A JWST Paschen-alpha Calibration of the Radio Luminosity-Star Formation Rate Relation at z~1.3
Nick Seymour, Catherine Hale, Imogen Whittam, Pascal Oesch, Alba Covelo-Paz, Stijn Wuyts, Jose Afonso, Rebecca Bowler, Joe A. Grundy, Ravi Jaiswar, Matt Jarvis, Allison Matthews, Romain A. Meyer, Chloe Neufeld, Naveen A. Reddy, Irene Shivaei, Dan Smith, Rohan Varadaraj, Michael A. Wozniak, Lyla Jung
TL;DR
This study tests the reliability of radio luminosities as tracers of star formation at $z\sim1.3$ by calibrating the $L_{1.4\mathrm{GHz}}$–$SFR_{\mathrm{Pa}\alpha}$ relation using a JWST Paschen-$\alpha$ sample cross-matched with deep MeerKAT 1.23 GHz data. By removing AGN and blending effects and employing stacked non-detections alongside a Bayesian regression, the authors derive a power-law relation $\log(L_{1.4\mathrm{GHz}}) = (1.31\pm0.17)\log(\mathrm{SFR}_{\mathrm{Pa}\alpha}) + (21.36\pm0.17)$, consistent with local and $z\sim1$ calibrations.

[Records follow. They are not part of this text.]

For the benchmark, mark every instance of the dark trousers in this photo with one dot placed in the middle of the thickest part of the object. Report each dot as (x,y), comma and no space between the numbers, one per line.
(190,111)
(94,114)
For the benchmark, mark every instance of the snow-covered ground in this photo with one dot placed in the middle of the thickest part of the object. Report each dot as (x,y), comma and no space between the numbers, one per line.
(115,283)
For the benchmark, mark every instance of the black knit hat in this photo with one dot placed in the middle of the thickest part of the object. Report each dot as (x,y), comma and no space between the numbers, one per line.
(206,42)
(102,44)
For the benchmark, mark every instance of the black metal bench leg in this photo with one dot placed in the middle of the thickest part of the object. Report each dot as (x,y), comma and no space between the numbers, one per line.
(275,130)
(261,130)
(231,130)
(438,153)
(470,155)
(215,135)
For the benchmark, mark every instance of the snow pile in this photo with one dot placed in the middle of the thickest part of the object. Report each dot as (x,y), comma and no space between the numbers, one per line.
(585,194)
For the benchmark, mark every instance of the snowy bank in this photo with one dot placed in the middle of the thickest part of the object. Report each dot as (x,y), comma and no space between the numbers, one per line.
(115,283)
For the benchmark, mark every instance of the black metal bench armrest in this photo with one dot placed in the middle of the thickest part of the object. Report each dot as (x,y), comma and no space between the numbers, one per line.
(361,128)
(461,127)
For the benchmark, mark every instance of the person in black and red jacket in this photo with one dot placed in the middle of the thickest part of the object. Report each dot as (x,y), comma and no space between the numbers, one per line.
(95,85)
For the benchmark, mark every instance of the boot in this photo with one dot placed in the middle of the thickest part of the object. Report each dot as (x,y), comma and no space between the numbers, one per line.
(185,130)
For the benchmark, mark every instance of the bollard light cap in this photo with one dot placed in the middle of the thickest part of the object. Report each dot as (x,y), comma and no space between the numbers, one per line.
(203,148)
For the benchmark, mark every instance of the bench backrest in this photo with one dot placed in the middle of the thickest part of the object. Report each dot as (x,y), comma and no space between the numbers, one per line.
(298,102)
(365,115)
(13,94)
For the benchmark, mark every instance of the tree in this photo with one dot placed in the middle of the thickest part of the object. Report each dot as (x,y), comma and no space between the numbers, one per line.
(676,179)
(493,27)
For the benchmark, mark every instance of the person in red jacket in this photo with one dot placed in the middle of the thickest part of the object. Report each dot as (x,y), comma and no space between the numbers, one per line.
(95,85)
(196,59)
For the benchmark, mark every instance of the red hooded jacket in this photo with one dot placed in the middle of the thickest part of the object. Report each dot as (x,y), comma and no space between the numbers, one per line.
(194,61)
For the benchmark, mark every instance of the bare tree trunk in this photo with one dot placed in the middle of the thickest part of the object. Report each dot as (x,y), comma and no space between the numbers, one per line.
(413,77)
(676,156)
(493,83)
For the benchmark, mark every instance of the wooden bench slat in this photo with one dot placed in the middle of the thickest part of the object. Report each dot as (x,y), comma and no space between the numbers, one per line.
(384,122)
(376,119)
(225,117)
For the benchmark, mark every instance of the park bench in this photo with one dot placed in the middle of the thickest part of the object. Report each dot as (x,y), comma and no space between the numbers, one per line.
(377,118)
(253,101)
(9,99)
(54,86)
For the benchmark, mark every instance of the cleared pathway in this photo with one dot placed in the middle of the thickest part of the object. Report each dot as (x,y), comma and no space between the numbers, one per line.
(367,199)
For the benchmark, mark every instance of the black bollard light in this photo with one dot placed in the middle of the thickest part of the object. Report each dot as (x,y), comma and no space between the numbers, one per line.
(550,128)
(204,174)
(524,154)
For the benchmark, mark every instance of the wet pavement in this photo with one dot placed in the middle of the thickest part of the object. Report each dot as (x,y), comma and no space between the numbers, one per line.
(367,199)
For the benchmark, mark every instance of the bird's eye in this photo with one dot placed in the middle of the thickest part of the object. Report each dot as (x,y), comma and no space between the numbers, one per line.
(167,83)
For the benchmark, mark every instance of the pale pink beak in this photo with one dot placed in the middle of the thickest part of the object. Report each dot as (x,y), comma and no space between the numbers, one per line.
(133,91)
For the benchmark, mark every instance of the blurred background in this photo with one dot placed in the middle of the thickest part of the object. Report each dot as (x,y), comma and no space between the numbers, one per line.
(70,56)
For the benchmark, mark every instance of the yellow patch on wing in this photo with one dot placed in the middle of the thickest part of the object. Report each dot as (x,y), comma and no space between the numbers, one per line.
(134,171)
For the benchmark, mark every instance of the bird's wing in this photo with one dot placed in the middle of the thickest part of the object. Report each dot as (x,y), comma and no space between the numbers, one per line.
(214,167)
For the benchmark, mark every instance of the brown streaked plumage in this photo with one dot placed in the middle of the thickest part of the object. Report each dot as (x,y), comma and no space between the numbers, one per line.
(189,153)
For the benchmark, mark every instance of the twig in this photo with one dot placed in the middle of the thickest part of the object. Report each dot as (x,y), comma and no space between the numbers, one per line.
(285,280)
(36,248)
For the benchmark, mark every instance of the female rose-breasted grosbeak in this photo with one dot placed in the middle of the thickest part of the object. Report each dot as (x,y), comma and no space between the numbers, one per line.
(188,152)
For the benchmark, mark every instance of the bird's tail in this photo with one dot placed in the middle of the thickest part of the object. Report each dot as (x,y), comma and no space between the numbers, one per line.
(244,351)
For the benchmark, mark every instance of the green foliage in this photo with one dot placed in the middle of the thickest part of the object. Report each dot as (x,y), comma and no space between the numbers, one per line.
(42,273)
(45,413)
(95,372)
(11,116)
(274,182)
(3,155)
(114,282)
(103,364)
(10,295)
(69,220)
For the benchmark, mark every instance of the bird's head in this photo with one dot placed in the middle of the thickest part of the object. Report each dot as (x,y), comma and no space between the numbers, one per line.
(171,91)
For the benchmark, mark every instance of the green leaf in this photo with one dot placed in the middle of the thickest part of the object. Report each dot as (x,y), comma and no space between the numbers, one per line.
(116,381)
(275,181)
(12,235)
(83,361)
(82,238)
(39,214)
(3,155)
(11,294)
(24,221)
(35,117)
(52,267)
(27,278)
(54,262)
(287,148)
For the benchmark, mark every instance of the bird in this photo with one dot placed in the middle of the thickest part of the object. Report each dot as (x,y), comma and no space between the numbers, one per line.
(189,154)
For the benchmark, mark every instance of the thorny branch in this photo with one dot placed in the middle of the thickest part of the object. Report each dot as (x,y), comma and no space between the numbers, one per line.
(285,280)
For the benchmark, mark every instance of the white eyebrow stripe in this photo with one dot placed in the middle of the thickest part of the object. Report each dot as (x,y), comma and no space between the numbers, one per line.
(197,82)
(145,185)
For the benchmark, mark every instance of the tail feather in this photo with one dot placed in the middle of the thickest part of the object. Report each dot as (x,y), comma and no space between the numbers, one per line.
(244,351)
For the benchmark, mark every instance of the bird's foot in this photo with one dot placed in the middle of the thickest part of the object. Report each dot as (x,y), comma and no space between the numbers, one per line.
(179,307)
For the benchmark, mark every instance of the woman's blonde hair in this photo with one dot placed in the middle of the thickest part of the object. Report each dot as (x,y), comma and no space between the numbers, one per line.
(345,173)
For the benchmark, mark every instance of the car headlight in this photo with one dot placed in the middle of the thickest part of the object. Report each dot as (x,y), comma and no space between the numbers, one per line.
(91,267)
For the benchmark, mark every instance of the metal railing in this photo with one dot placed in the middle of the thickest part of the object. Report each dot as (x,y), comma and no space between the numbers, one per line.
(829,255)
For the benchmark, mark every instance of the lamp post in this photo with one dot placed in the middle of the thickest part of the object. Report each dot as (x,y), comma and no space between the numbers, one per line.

A toy model that delays and averages the synchrotron component by roughly $10-75$ Myr helps explain part of the observed scatter between radio luminosity and Paschen-$\alpha$ SFR, with implications for how radio emission traces evolving starbursts. The work supports the use of radio continuum as a dust-free SFR tracer at cosmic noon and provides physical insight into cosmic-ray electron lifetimes and magnetic-field-related processes relevant for upcoming SKA/ngVLA calibrations.
Abstract
As radio emission from normal galaxies is a dust-free tracer of star formation, tracing the star formation history of the Universe is a key goal of the SKA and ngVLA. In order to investigate how well radio luminosity traces star formation rate (SFR) in the early Universe, we have examined the radio properties of a JWST Paschen-alpha sample of galaxies at 1.0<=z<=1.8. In the GOODS-S field, we cross-matched a sample of 506 FRESCO Paschen-alpha emitters with the 1.23 GHz radio continuum data from the MeerKAT MIGHTEE survey finding 47 detections. After filtering for AGN (via X-ray detections, hot mid-infrared dust and extended radio emission), as well as blended sources, we obtained a sample of SFGs comprising: 11 cataloged radio detections, 18 non-cataloged detections (at ~3-5sigma) and 298 undetected sources. Stacking the 298 undetected sources we obtain a 3.3sigma detection in the radio. This sample, along with a local sample of Paschen-alpha emitters, lies along previous radio luminosity/SFR relations from local (z<0.2) to high redshift (z~1). Fitting the FRESCO data at 1.0<=z<=1.8 we find log(L_1.4GHz) = (1.31+/-0.17) x log(SFR_Pa-alpha) + (21.36+/-0.17) which is consistent with other literature relations. We can explain some of the observed scatter in the L_1.4GHz/SFR_Pa-alpha correlation by a toy model in which the synchrotron emission is a delayed/averaged tracer of the instantaneous Paschen-alpha SFR by ~10/75 Myr.